= Sawndip literature =

Literature using Zhuang characters

Sawndip literature consists of folk songs, operas, poems, scriptures, letters, contracts, and court documents written over one thousand years in the Zhuang language in Sawndip script. The Zhuang people produced this literature. The works include both indigenous works and translations from Chinese, fact, fiction, religious, and secular materials. It gives insight into the life of the Zhuang and the people they have had contact with over two millennia. Only a small percentage has been published.

==Characteristics==

Sawndip literature is traditionally written in verse. Folk songs, or stories, are evolved over time. For example, Fwen Ciengzyeingz, meaning "Song to tell others", gives a philosophy of life, and of which Liáng Tíngwàng (梁庭望) observed (from the proper pronouns used), the song's origin was in the Sui–Tang dynasties and with its final form was set almost a thousand years later in the latter part of the Ming dynasty.

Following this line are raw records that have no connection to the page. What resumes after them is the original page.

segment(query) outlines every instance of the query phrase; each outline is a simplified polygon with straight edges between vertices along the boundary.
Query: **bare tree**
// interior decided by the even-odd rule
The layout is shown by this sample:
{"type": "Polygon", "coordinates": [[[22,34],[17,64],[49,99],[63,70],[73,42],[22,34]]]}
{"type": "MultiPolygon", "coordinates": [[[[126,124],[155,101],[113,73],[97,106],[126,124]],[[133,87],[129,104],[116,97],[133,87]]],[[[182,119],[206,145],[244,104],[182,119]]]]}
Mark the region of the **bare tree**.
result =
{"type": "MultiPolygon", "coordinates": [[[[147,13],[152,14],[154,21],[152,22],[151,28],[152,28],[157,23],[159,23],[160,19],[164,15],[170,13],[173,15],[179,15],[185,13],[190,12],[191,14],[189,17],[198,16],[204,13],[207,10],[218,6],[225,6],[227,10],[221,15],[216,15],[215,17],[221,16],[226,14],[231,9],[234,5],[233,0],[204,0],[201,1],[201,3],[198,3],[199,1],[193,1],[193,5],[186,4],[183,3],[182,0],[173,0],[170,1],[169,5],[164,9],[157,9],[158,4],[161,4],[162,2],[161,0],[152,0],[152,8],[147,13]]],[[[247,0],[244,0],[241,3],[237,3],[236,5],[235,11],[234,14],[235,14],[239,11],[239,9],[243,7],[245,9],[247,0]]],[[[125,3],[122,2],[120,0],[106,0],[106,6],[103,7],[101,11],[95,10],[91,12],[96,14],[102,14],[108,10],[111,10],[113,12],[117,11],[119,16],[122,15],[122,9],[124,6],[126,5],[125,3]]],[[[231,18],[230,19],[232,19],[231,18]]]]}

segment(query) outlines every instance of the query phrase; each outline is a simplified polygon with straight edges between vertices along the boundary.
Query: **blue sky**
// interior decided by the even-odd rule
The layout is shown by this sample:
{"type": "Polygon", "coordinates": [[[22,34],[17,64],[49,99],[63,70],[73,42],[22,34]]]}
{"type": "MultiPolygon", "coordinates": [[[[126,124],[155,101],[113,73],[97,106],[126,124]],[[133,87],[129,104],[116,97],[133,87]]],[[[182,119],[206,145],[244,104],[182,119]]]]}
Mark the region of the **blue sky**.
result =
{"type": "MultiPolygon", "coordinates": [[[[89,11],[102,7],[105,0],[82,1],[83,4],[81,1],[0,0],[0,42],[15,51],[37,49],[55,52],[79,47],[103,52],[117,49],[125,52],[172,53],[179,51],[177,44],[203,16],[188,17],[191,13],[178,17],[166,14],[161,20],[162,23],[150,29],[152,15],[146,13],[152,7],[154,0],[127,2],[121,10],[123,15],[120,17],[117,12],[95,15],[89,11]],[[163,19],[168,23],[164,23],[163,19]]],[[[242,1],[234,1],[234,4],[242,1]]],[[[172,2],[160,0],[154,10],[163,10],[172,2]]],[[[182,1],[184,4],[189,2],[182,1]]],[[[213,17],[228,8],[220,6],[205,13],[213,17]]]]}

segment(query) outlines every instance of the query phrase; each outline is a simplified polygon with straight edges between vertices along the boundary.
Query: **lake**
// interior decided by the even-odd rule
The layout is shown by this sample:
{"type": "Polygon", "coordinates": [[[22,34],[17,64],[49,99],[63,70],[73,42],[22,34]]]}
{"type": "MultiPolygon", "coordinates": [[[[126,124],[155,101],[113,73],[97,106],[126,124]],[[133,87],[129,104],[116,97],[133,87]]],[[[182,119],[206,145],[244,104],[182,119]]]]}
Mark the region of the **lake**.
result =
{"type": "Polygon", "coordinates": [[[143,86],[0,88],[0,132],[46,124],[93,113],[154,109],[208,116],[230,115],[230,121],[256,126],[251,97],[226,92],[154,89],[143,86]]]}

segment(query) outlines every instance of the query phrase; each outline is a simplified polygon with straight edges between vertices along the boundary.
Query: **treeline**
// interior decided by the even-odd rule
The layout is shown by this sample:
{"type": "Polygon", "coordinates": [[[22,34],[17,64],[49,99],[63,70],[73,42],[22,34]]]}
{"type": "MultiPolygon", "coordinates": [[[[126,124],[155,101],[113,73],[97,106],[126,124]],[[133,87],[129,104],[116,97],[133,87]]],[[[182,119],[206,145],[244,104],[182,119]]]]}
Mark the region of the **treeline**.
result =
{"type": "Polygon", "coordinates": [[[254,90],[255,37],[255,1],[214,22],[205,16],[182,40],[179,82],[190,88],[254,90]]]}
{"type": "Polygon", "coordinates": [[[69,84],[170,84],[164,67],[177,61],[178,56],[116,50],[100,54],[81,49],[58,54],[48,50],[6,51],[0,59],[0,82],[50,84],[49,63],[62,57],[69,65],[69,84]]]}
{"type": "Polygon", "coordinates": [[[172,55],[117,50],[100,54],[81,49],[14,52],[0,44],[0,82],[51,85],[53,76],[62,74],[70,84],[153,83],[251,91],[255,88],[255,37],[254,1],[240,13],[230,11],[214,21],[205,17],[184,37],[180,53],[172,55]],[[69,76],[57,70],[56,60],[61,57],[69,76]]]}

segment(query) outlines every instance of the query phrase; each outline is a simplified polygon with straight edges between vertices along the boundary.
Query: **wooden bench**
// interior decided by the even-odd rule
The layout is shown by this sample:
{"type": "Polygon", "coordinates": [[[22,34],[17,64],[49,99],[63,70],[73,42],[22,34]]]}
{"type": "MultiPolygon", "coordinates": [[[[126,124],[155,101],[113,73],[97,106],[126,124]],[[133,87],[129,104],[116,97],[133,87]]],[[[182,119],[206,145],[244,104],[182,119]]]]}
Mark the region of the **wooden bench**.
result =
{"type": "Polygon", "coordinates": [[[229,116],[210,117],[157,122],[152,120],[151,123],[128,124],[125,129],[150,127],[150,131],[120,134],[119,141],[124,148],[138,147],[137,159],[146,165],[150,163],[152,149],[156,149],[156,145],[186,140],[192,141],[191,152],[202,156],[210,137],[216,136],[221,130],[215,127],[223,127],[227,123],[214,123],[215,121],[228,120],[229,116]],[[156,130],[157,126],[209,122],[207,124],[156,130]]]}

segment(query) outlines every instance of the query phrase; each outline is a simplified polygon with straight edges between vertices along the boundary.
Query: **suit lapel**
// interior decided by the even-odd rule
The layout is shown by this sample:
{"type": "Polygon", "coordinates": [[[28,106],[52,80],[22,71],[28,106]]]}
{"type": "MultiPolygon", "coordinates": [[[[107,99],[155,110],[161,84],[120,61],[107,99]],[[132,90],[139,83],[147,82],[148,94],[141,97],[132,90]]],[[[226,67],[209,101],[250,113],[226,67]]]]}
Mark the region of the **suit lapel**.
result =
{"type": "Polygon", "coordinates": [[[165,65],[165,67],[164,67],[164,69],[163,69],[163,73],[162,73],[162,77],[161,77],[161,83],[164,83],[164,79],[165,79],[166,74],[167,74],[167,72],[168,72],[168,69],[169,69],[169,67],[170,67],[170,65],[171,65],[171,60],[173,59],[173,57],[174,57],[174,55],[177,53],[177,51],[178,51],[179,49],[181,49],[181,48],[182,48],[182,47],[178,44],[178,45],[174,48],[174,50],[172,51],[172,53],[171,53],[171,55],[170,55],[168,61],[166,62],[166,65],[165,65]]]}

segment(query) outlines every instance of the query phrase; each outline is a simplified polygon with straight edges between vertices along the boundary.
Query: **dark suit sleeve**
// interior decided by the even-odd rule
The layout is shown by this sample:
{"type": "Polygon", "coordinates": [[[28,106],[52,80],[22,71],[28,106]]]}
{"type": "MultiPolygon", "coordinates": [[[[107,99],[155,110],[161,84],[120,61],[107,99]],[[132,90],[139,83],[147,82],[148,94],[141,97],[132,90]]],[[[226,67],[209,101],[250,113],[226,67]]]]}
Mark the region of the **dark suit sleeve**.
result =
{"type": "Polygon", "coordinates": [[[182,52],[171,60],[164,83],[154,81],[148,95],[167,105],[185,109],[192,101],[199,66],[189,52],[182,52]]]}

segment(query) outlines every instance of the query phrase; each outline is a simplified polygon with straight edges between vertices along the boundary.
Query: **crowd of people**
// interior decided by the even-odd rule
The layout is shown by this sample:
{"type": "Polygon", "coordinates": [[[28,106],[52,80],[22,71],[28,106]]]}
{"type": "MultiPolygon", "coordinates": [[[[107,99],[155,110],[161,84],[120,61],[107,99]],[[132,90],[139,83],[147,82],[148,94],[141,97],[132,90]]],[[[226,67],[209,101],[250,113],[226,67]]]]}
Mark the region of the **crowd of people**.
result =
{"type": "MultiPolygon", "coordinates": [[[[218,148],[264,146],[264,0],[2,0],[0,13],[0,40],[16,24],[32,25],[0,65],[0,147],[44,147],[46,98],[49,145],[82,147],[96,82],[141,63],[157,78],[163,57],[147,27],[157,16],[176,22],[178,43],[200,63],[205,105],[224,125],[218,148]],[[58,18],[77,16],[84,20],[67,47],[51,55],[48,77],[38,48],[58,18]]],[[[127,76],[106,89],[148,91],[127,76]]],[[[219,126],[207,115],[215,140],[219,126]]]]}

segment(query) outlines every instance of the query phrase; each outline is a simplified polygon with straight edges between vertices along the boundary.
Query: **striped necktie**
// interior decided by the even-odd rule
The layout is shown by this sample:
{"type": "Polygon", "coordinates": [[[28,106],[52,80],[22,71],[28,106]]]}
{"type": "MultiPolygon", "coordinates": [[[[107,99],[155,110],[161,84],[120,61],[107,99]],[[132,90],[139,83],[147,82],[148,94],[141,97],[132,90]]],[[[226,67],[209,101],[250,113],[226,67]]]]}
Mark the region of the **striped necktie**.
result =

The two main verse types are either five or seven characters per line, and commonly four lines to a stanza. In some texts lines are resung several times in set combinations, although the lines are only written once. Waist rhyming is common. Older manuscripts for antiphonal songs only record the male lyrics, whereas modern versions may include both male and female lyrics.

==Notable works==

===The Orphan Girl and the Rich Girl (Cinderella)===
One fairy tale that has attracted much attention is "The orphan girl and the rich girl", an early version of Cinderella (Zhuang "Dahgyax Dahbengz" Dah - indicates female, gyax means "orphan" and bengz means "rich") found in Zhuang opera scripts. Ye Xian, a 9th-century Chinese translation of the Zhuang story was written in the Miscellaneous Morsels from Youyang and the modern Sawndip versions are quite similar. Analysis suggests these versions took shape no later than the 10th century.

===Song about Tang Emperors===
"Song about Tang Emperors" ("𠯘唐皇" Fwen Dangzvuengz), is about 5,000 lines long, and mainly about Li Dan the fifth and ninth emperor of the Tang dynasty born in 662. The content is similar to sections of the 18th-century Chinese historical novel Xue gang fan tang (薛刚反唐); hence, it may be an adaptation. Some manuscript evidence suggests it was already in circulation in the 17th century.

===The house-building song===
"The house-building song" has been sung for over a thousand years. It has two parts. The first describes the construction of a traditional stilt house and the second part the customs to ward evil away from the new home.

===The Origin of the Bronze Drum===
"The Origin of the Bronze Drum" tells of the origin of bronze drums that are like "stars" (such drums have a star in the middle of them), that they are as many as the stars of the sky and like stars can ward off evil spirits.